Помню, в шестом или седьмом классе учительница русской литературы вызвала к доске:
— Кто твой любимый герой: Чапаев или Павел Корчагин?
— Гек Финн.
— Почему Гек Финн?
— Гек Финн, когда решал — выдать беглого негра Джима или гореть за него в аду, — сказал себе: «Ну и черт с ним, буду гореть в аду» — но Джима не выдал.
— А если бы Джим был белый, а ты красный? — спросил после уроков Алёшка, мой друг.
Так всю жизнь и живём — белые и красные, кто не с нами, тот против нас.
Под Баграмом зашли в кишлак, попросили поесть. По их законам, если человек в твоём доме и голодный, ему нельзя отказать в горячей лепёшке. Женщины посадили нас за стол и покормили. Когда мы уехали, этих женщин и их детей кишлак до смерти закидал камнями и палками. Они знали, что их убьют, но все равно нас не выгнали. А мы к ним со своими законами… В шапках заходили в мечеть…
Зачем заставлять меня вспоминать? Это все очень интимное: и первый мой убитый, и моя собственная кровь на лёгком песке, и высокая труба верблюжьей головы, качнувшаяся надо мной прежде, чем я потерял сознание. И в то же время я там был как все. За всю свою жизнь я один раз отказался быть как все… В детском садике нас заставляли браться за руки и ходить парами, а я любил гулять один. Молодые воспитательницы какое-то время терпели мои выходки, но скоро одна из них вышла замуж, уехала, вместо неё к нам привели тётю Клаву.
— Бери за руку Серёжу, — подвела ко мне другого мальчика тётя Клава.
— Не хочу.
— Почему ты не хочешь?
— Люблю гулять один.
— Делай, как делают все послушные мальчики и девочки.
— Не буду.
После прогулки тётя Клава раздела меня, даже трусики сняла и маечку, отвела и оставила на три часа в пустой тёмной комнате. Назавтра я шёл с Серёжей за руку, я стал как все. В школе — класс решил, в институте — курс решил, на заводе — коллектив решил. Всюду за меня решали. Мне внушили, что один человек ничего не может.
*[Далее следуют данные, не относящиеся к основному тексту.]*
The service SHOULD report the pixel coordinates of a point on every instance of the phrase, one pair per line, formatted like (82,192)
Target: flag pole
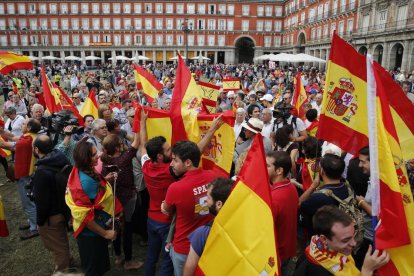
(373,143)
В какой-то книге наткнулся на слова «убийство мужества». Когда отправлялся туда, во мне нечего было убивать: «Добровольцы, два шага вперёд». Все два шага вперёд, и я — два шага вперёд.
В Шинданде видел двух помешавшихся наших солдат, они все время «вели» переговоры с «духами». Они им объясняли, что такое социализм по учебнику истории за десятый класс… «А дело в том, что идол был пустой, и саживались в нем жрецы вещать мирянам». Дедушка Крылов. А однажды в школу, мне лет одиннадцать было, пришла «тётя снайпер», которая убила семьдесят восемь «дядей фрицев». Вернулся домой, заикался, ночью поднялась температура. Родители решили: грипп. Заразная болезнь. Неделю дома просидел. Любимого своего «Овода» читал.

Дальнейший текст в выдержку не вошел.